For the command-line-only version, you'll just need the ability to compile and run C code.

For the R version without helper and plotting functions, you'll need R and the Rcpp library.

For those helper and plotting functions, you'll need R with these libraries for full functionality: Rcpp, ggplot2, ggpubr, ggraph, ggwordcloud, igraph, stringr, stringdist, phangorn, phytools, ggtree, parallel.

The command-line data curation with tuberculosis evolution needs Python with ETE3, though (as described below) this can also be done in R.

Setting up and running

This repo contains code to run HyperTraPS and its variants either from the command line or via R. First, pull the repo down and set the working directory to its root. For command-line work, compile the hypertraps.c source code, with (for example):

gcc -o3 hypertraps.c -lm -o hypertraps.ce

This will produce the executable hypertraps.ce (you can of course name it whatever you like), which can then be run from the command line with various arguments below.

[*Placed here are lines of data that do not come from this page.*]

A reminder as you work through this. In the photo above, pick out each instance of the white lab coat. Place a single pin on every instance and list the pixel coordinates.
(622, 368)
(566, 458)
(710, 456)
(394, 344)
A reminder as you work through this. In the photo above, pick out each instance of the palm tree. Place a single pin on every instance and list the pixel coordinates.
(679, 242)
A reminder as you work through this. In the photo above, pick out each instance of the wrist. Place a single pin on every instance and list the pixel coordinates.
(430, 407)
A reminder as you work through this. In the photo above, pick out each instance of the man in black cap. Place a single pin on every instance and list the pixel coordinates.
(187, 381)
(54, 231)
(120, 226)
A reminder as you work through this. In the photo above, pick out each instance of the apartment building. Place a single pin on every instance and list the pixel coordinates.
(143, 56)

For R work, you can load just the inference code using Rcpp alone with

library(Rcpp)
sourceCpp("hypertraps-r.cpp")

or, to attach some useful helper and plotting functions (which depend on more libraries), you can use

source("hypertraps.R")

The core function in R is then HyperTraPS which can then be run from the R console with various arguments below.

Input

HyperTraPS deals fundamentally with transitions between states labelled by binary strings. This allows us to work with cross-sectional, longitudinally, and phylogenetically-coupled samples.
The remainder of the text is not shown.